Send-Ghana launches report on agricultural sector

An agricultural budget tracking research report has recommended that government should go beyond the rhetoric of supporting smallholder agricultural development and come out with a special investment fund to cater for smallholder farmers.

It noted that specific budgetary allocations which tackle only smallholder agricultural development should be pursued by the government.

Professor Ramatu Mahama Alhassan, Department of Agricultural Economics and Agribusiness, University of Ghana, Legon, reviewed and launched the report on Wednesday in Accra.

Employing proxy indicators, a survey was conducted among 407 households drawn from 22 districts in Greater Accra, Northern, Upper West and Upper East regions.

Send-Ghana, a non-governmental organization, commissioned the study last year to assess the government’s compliance with the commitment to increase expenditure on the agricultural sector and to determine the extent to which budget allocations reflected on investment in the sector, especially smallholder agricultural development.

The study involved an analysis of the government’s expenditure trends on the agriculture sector between 2000 and 2008 and measured the extent to which smallholder agricultural development had benefited from budgetary allocations since the Maputo Declaration of African countries allocating 10 per cent of national budgetary resources to develop the sector was made in 2003.

The report indicated that Ghana must redefine the Maputo Declaration so that the 10 per cent threshold should exclude recurrent expenditure. It also proposed that subsidies should be viewed as investment intervention aimed at building the production capacity of small producers to graduate them into medium and large scale production.

It further noted that civil society organizations must take the issue of agricultural budget tracking as entry point to demand accountability from government through monitoring and evaluation of agricultural policies to ensure that the livelihoods of small producers were prioritized and well executed in consultation with farmers.

Among the findings of the study were that since 2003, the government had systematically increased budgetary allocation to agriculture sector and that in 2006, the country reached the compliance level with the Maputo Declaration, devoting 10.32 per cent of national budget to agriculture.

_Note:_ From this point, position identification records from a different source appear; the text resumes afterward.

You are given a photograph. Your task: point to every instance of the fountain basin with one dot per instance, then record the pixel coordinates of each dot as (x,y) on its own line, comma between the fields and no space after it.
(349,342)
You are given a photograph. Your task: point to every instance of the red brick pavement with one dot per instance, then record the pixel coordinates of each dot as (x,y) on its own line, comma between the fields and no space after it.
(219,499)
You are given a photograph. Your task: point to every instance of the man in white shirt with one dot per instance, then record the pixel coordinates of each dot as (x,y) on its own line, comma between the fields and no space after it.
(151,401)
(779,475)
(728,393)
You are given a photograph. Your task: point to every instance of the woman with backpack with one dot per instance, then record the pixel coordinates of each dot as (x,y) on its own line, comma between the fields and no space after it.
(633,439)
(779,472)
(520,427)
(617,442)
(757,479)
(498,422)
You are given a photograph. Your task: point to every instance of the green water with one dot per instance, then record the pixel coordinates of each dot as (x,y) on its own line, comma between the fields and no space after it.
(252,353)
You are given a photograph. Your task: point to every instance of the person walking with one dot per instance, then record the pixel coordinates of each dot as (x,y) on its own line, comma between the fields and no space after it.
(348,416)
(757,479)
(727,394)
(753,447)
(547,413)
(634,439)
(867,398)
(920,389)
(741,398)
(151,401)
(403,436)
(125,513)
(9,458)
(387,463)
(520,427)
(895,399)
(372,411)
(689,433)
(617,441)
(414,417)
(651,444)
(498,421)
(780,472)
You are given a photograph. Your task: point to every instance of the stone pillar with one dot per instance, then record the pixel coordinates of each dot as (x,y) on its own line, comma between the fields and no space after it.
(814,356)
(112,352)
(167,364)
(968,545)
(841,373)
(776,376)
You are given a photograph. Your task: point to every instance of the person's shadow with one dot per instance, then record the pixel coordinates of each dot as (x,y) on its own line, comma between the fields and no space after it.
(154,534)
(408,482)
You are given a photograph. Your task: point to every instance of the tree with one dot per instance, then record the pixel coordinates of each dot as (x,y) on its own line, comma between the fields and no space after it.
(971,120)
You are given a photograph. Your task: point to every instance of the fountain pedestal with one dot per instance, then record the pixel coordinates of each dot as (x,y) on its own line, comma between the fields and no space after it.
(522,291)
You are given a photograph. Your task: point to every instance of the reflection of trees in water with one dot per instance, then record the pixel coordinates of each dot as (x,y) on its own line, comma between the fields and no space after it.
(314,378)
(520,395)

“This notwithstanding, expenditure on the sector fell below 10 per cent in 2007 and rose above 10 per cent in 2008, given an average of nine per cent of national budget resources being devoted to the agricultural sector between 2003 and 2008.”

On the basis of regional analysis, the study found disparities in budgetary allocations to the disadvantage of major food crop producing areas namely Upper East Upper West, Northern and Brong Ahafo regions.

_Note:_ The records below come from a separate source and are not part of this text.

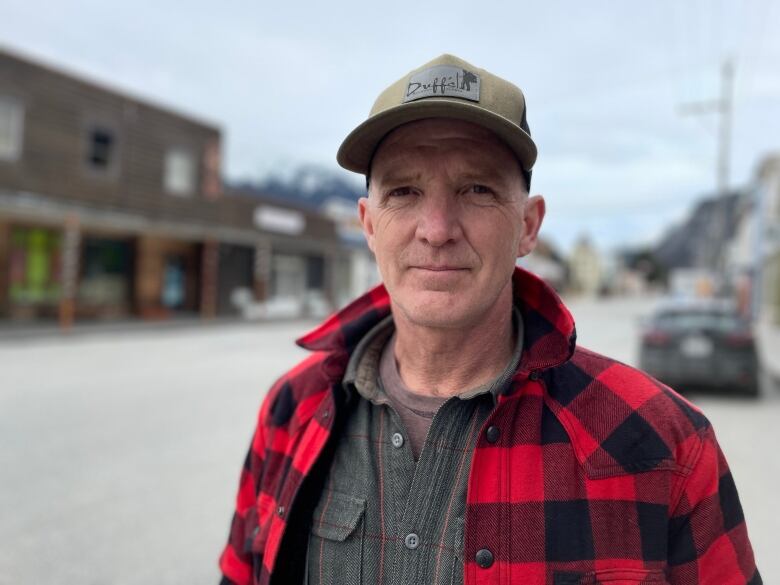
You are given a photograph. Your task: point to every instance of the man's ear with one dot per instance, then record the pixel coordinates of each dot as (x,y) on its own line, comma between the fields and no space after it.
(533,216)
(364,213)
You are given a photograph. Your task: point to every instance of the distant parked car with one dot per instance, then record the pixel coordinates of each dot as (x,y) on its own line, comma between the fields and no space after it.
(703,345)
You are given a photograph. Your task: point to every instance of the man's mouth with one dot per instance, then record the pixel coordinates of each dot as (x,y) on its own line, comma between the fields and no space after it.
(439,267)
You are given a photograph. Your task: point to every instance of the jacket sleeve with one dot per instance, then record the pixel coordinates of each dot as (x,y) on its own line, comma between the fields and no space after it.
(236,559)
(708,540)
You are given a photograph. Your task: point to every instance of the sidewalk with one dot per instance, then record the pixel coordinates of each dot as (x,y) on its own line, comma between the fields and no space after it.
(16,332)
(768,337)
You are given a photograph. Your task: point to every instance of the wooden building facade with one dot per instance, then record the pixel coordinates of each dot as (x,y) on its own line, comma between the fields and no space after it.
(113,207)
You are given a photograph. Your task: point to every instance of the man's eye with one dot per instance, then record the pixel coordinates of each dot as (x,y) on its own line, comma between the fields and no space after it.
(400,192)
(480,190)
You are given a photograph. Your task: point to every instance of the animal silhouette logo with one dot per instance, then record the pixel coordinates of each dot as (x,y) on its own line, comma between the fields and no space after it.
(468,79)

Between 2002 and 2008, these regions received three per cent, three per cent, seven per cent and another three per cent of allocations to the sector in that order.

Prof. Alhassan commended the Send-Ghana research team for a “job well done” and recommended the report to all stakeholders involved in agricultural policy processes and to civil society organisations for their advocacy work.

Mr. Samuel Zan Akologo, Country Director, Send-Ghana, said the report should serve as a wake-up call for government to get its priorities right, especially “in these days of the lure of oil and to Parliament to serve as a basis for articulating their views and formulating policies, among others.

Dr. Cheryl Gopaul, Senior Governance Advisor, Canadian International Development Agency (CIDA), stressed the need for Ghana to support smallholder farmers to increase food production by broad range of interrelated policy measures to achieve food security.

Among those present at the launch were Members of Parliament including Mr. Kofi Clement Humado, Chair of the Parliamentary Select Committee on Poverty Reduction, and representatives of the Ministries of Food and Agriculture, Finance and Economic Planning, Local Government and Rural Development and Trade and Industry who all expressed support and commended Send-Ghana for the study.